Cancer screening and prevention in rural Wisconsin: the Greater Marshfield Experience - PubMed (original) (raw)

Background: Providing medical services to rural residents results in unique challenges to providers and patients. Cancer screening (CS) and early detection services (EDS) are frequently underutilized with rural residents often presenting with advanced cancer at diagnosis. A comprehensive approach to determine barriers and overcome them constitutes "The Greater Marshfield Experience."

Methods: Focus groups with rural residents determined the greatest barriers to receipt of CS and EDS were distance, cost, time from work and self-reliant behavior. Directives to address these concerns were to keep information simple and provide services at the workplace. In response, Marshfield Clinic and its research division developed a collaborative research partnership with public health agencies (PHA), federally funded government programs and volunteer agencies.

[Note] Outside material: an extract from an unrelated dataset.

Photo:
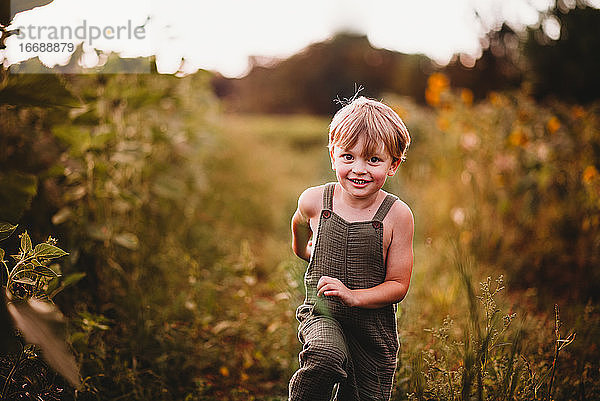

Results: In-house activities to remove barriers for providing CS and EDS included the development of a separate screening unit for these activities. Reminder systems were employed to notify patients of the need and availability of preventative services. Co-payments for health screening services were eliminated from the clinic owned health plan. Area residents near poverty level were encouraged to enroll in federally subsidized health plans that promoted and paid for CS and EDS. Federally funded cancer screening studies were implemented that funded breast and cervical cancer screening and evaluated the benefits of screening for prostate, lung, colorectal and ovarian cancers (PLCO). Outreach activities included developing partnerships with local PHA and minority groups and providing mobile screening services to remote areas.

Conclusion: Concentrated, collaborative efforts to develop in-house systems and outreach activities resulted in delivery of CS and EDS in remote areas.